The DOL proposal, which is open to public comment for 60 days, was applauded by representatives of the fund industry, which is managing the hundreds of billions of dollars in ESG-focused investments in the U.S. alone, and by sustainability investing advocates.

Amy O’Brien, Global Head of Responsible Investing at Nuveen, applauded the department “for providing the transparency and clarity the industry has called for in its proposed ESG rule.” She added, “Today’s proposed rule rightfully puts ESG factors on the same playing field as other investment considerations for Americans.”

Jim Roach, senior vice president, head of distribution — ESG Target Date Fund at Natixis Investment Managers, thanked the department for “listening to the investment community about the role of Environmental, Social and Governance (ESG) in investment portfolios, and for creating a proposed rule that is clear and understandable.
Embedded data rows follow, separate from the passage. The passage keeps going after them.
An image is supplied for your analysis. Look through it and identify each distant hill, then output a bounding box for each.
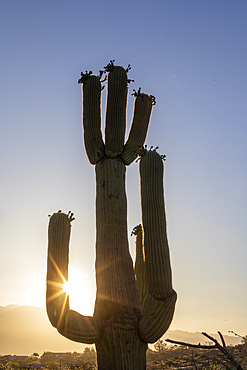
[0,305,240,355]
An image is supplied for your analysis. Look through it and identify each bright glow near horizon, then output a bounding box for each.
[63,267,93,315]
[0,0,247,335]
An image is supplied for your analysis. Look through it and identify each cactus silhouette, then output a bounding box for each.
[46,61,176,370]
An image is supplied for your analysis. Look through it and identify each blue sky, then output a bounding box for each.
[0,0,247,334]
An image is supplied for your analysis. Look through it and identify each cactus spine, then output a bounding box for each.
[46,63,176,370]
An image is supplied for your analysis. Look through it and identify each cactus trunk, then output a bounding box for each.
[46,61,176,370]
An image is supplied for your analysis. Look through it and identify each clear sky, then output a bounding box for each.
[0,0,247,334]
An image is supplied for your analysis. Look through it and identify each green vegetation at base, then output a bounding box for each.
[0,336,247,370]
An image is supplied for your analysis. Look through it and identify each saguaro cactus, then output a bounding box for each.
[47,61,176,370]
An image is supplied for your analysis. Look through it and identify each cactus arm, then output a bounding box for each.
[131,224,147,305]
[121,93,153,165]
[105,66,128,158]
[58,310,102,344]
[82,75,105,164]
[46,211,101,343]
[94,158,141,320]
[139,150,177,343]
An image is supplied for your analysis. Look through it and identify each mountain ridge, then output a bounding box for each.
[0,305,240,355]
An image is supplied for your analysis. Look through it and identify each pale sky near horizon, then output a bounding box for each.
[0,0,247,335]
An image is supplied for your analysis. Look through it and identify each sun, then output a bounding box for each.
[63,267,92,315]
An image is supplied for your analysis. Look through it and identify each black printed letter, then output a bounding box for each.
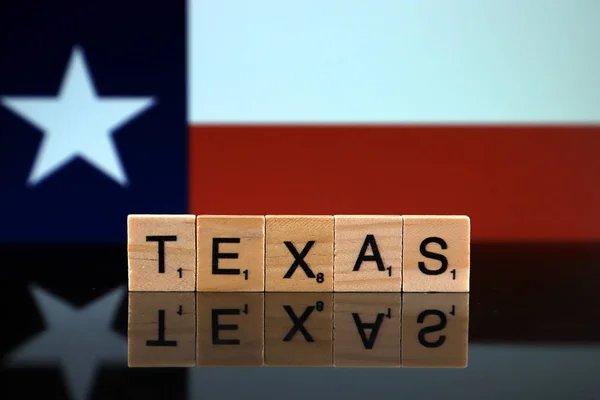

Fiduciaries should consider all the risks when evaluating investments for clients, and ESG is not a replacement for the fundamentals of sound investing, rather an extra layer of evaluation.”

Lisa Woll, CEO of US SIF: The Forum for Sustainable and Responsible Investment, said the rule “was an important step towards ending the regulatory pendulum that is holding back the inclusion of funds utilizing ESG criteria in retirement plans and complicating proxy voting by plan fiduciaries.”

Woll added that the proposal proposal “significantly removes the artificial barriers created by the 2020 rules for ESG consideration in default plans, or Qualified Default Investment Alternatives (QDIAs)… [and] recognizes the proxy vote as an ownership right and removes provisions that may have discouraged fiduciaries from exercising their ownership rights.”

As for financial advisors, the proposed rule, if enacted, “should make it easier for advisors and plan sponsors to include ESG investments within ERISA plans, but it doesn’t go so far as to require their consideration or inclusion,” said John Faustino, Head of Broadridge Fi360 Solutions.